Obviously this is good news, and I hope it represents the start of a long-term trend. If Anbar stays quiet, the Mahdi Army continues to stand down, and we’re able to pacify more neighborhoods in Baghdad without losing control of the ones that were the initial targets of the surge, it might be.
However, as I’ve said a few times before (here, here, and here, for example) I don’t blog much about day-to-day activity in Iraq because it really doesn’t do any good to get excited about every quiet week or depressed about every major attack. I got sucked into casualty blogging for a couple of weeks in late August, but then stopped. What’s important is political and institutional progress, and on that score the surge simply doesn’t seem to be accomplishing anything. Sectarian cleansing continues to be vicious, Kirkuk is still a timebomb, intra-Shiite fighting in Basra is heating up, refugees are fleeing the country at staggering rates, the Iraqi infrastructure is in ruins, the Iraqi security forces are a sectarian nightmare, and Maliki simply doesn’t have the leverage to make progress on any of Iraq’s critical political issues.

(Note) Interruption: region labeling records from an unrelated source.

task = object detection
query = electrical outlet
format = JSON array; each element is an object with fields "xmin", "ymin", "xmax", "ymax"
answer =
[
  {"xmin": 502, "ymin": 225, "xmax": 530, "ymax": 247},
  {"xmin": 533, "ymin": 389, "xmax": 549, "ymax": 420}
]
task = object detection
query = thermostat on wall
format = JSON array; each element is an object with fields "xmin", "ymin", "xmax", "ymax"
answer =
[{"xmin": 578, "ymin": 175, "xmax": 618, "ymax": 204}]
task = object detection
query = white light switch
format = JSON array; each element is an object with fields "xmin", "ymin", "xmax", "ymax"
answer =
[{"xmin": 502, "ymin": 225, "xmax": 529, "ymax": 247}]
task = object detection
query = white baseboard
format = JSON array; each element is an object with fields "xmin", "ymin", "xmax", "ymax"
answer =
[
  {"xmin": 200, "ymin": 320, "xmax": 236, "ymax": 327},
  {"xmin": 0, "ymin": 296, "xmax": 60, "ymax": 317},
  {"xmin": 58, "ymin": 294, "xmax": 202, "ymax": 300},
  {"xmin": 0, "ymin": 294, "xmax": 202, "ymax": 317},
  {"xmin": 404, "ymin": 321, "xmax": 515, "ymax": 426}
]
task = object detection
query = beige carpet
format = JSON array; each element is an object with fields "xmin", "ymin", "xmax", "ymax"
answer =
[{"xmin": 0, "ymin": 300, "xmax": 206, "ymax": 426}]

Bottom line: I’ll continue to blog about underlying dynamics in Iraq, but not much about short-term violence, which has a habit of changing dramatically from week to week. But maybe I’ll recap the numbers once a month from now on. That seems frequent enough to give us an idea of what’s happening on the ground without overemphasizing either fleeting successes or fleeting failures.